Sus ojos se clavaron en él y, por un momento, se sintió como una presa atrapada en la mirada de un depredador.
«¿Qué está tramando?», pensó Lucian, mientras su corazón se aceleraba y una inexplicable sensación de inquietud se apoderaba de él.
De repente, su sonrisa se ensanchó y se inclinó más hacia él.
—Cambiarás de opinión algún día —susurró, con su voz como una sensual promesa.
Sin darle la oportunidad de responder.
Lucian se quedó paralizado, con una gota de sudor resbalándole por la sien.

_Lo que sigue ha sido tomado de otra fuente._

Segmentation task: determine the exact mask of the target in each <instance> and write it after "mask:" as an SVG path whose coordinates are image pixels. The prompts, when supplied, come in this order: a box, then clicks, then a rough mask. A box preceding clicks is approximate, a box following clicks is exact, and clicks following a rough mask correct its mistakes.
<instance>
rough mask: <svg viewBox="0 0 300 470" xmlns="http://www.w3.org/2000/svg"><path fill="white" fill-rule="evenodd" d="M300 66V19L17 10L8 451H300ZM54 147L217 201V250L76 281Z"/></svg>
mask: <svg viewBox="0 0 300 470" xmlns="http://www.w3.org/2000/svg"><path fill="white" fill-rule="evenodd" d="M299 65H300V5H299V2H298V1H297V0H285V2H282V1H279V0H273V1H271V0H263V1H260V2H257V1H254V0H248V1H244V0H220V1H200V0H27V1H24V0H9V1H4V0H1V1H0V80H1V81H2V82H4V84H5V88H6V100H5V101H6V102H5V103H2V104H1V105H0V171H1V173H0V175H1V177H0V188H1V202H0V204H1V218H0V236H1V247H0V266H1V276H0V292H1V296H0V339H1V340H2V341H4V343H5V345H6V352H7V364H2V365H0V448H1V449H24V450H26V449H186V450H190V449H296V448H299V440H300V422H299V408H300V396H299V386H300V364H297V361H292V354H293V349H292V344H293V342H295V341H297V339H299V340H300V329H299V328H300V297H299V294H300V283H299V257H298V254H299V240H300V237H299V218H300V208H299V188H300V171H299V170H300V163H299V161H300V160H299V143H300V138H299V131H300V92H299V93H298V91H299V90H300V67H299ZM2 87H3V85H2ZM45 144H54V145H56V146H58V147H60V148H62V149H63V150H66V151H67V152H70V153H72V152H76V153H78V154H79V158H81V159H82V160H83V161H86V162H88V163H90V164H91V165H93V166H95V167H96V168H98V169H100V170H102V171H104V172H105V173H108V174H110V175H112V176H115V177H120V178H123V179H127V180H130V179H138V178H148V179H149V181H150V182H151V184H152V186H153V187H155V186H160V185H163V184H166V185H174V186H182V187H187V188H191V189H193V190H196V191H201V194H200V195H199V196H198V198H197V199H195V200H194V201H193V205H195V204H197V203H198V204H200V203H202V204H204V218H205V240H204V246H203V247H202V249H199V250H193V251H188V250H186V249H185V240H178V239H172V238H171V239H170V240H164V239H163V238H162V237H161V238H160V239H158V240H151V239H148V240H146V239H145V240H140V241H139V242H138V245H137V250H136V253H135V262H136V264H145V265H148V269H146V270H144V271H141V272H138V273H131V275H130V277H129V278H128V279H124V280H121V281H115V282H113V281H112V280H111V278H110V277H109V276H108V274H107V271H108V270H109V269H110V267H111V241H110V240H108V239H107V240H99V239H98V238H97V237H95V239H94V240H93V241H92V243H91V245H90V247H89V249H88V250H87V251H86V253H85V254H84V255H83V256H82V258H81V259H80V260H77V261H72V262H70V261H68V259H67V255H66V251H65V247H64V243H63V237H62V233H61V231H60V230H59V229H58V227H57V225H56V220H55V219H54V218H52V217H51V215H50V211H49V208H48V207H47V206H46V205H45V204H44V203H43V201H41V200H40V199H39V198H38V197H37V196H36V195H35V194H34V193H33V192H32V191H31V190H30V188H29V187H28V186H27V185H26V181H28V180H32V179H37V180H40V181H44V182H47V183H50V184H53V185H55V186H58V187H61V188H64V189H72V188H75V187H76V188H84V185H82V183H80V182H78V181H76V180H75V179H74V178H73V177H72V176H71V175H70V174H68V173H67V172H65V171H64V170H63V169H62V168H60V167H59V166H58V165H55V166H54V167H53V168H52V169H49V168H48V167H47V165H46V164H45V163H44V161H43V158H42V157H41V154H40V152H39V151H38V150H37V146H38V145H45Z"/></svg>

Sacudió la cabeza, intentando quitarse de encima la persistente y espeluznante sensación del encuentro.
«Esta mujer es jodidamente rara.
¿Cuál es su problema?», se dijo mentalmente.
Celestia, que estaba a punto de levantarse, se detuvo al recordar algo.
Se reclinó en la silla y una sonrisa pícara se extendió por sus labios mientras jugaba con un mechón suelto de pelo.
—Te lo digo en serio, Lucian.
Conseguiré mi beso, estés de acuerdo o no —dijo, en un tono burlón pero cargado de una inusual determinación.
Lucian, sentado frente a ella, frunció el ceño con confusión.
—No, Celestia —respondió con firmeza, su voz estable a pesar del ligero desconcierto en su expresión—.
No hay nada de eso entre nosotros, no sé ni por qué lo estamos debatiendo.
No va a pasar, te lo aseguro, pase lo que pase.
Celestia se inclinó hacia delante, apoyando la barbilla en la mano, y su sonrisa se acentuó.
—¿Ah, sí?
¿Y cómo estás tan seguro?
¿Y si decidiera besarte a la fuerza?
¿Qué harías entonces?
—Su voz era ligera, casi juguetona, pero sus ojos brillaban con una mezcla de curiosidad y desafío.
Lucian suspiró y se pellizcó el puente de la nariz como para apartar físicamente lo absurdo de la conversación.
—No creo que eso vaya a pasar.
Primero, no soy precisamente débil y, segundo, no creo que seas capaz de hacer algo tan temerario.
—Su tono era neutro, aunque la exasperación era evidente.
A Celestia no parecieron afectarle sus palabras; al contrario, su sonrisa se ensanchó como si acabara de recibir la oportunidad de demostrar que él estaba equivocado.
—Oh, Lucian, me subestimas.
¿Y si… —hizo una pausa para crear un efecto dramático— …ni siquiera te dieras cuenta de que te están besando?
¿Entonces qué?
—Su voz estaba llena de un regocijo casi infantil, y su emoción era palpable.
Lucian le lanzó una mirada escéptica y se cruzó de brazos.
—Eso es imposible.
Creo que me daría cuenta de algo tan obvio como eso.
—Se echó hacia atrás en la silla, pensando claramente que la conversación había terminado.
Pero Celestia no había terminado.
Ladeó la cabeza y su expresión se tornó pensativa, casi calculadora.
—Mmm —musitó, dándose golpecitos en la barbilla como si estuviera ideando un plan muy elaborado—.
Eres muy confiado, ¿verdad?
Tal vez tenga que darte una sorpresa algún día.